We were the only people in that new wing for a while and attention at first was, lets say spotty at best. At first, the nurses were from different places since they didn’t know they were going to staff our wing yet. The head nurse and Asian woman was very good, but couldn’t be there all the time. The silver lining was that we were on the same floor as the NICU this time. At one point a slavic-accented nurse helped Erin into the bathroom and then forgot about her. The next day we met Emma Lawler, who was like an angel, and she took care of Erin with gentle care and kindness to the point that we bonded with her and shared pictures and stories. She probably does that with everyone, but it is the first nurse we have ever become friends with after.

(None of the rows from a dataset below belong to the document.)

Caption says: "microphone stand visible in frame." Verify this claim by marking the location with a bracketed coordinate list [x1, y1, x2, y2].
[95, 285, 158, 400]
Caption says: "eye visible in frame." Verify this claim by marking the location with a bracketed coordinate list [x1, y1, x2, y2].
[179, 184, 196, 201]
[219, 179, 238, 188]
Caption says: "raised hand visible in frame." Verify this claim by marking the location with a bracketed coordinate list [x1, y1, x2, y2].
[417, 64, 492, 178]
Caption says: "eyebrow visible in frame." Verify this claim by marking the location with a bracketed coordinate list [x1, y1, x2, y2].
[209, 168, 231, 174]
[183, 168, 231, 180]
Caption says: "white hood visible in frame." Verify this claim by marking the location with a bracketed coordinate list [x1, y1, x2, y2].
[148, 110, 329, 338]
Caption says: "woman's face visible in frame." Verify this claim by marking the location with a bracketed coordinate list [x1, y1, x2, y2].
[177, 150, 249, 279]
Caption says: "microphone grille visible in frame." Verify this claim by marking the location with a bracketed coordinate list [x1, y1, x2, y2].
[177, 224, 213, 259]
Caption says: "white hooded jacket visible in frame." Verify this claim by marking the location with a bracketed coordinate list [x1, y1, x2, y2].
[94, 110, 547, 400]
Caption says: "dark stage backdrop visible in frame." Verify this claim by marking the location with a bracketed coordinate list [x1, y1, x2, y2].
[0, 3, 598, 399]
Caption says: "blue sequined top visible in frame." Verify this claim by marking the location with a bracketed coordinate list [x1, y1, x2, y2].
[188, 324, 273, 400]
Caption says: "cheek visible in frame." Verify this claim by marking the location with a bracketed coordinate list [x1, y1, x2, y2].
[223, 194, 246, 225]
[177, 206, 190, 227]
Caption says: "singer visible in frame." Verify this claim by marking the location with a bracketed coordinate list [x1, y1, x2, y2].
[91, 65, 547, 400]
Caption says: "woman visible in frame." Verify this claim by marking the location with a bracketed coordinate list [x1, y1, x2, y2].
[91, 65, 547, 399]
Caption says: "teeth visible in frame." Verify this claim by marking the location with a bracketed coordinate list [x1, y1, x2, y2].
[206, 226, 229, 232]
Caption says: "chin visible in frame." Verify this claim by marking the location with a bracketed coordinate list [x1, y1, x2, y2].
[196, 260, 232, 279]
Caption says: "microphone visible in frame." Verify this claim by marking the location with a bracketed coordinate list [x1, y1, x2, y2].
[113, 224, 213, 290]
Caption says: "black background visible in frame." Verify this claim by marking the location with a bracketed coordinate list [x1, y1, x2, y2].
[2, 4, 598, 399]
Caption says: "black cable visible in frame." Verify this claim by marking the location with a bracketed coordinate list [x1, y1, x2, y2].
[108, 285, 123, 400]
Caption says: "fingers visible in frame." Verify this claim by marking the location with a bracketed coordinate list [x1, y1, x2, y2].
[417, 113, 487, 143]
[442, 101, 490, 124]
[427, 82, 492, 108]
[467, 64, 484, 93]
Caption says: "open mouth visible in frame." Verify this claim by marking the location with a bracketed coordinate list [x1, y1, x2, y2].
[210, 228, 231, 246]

Only children over the age of 12 are allowed into NICU so Curie couldn’t meet Elia yet. Our NICU nurses were incredible, particularly a woman named Ray who was not only reassuring but really took care of Elia. In 18 days, we would visit every day, with Erin’s parents taking care of Curie in the cafeteria. We would take turns with Elia and Curie, and could not spend the nights in the hospital with Elia as we might have. The NICU nurses took care of Elia when we couldn’t and she grew and got better. Christmas came and past and Albert bought Elia a little Winnie-the-Pooh to hang on her incubator to give her a little present while the three of us spent her first Christmas together. The same day, at Candace’s suggestion, Curie picked out a present to give to Elia when she saw her for the first time, a Curious George. And because Curie was a toddler herself, we bought a second one for Curie.

Days passed and the the New Year and Elia slowly grew stronger. It was hard to go back and forth to NICU and the month that Erin’s mother had taken were eaten away. Elia could breathe on her own, and then could eat on her own, but she needed to either get to 5 pounds or drink two bottles by herself before she could go, so we waited. Elia was moved out of NICU to her own room as she grew. Curie was particularly wonderful and waited for her little sister to come home.

Then one day, we came in and they said it was time. We went out to the cafeteria and told Curie. The picture of her with both fists in the air was her reaction. On January 6, 2014, we brought Elia to the Virginia Hospital Center cafeteria to meet her big sister. Curie was so excited. She gave Elia her present and then would not let the car seat go and insisted on helping carry Elia to the car. And then all at once, we were whole, we were a family at last.

Elia is named after Gertrude Elion a Nobel Prize winning biochemist in the field of medicine who helped create drugs to combat organ transplant rejection, and drugs to help HIV-positive people survive and live productive lives.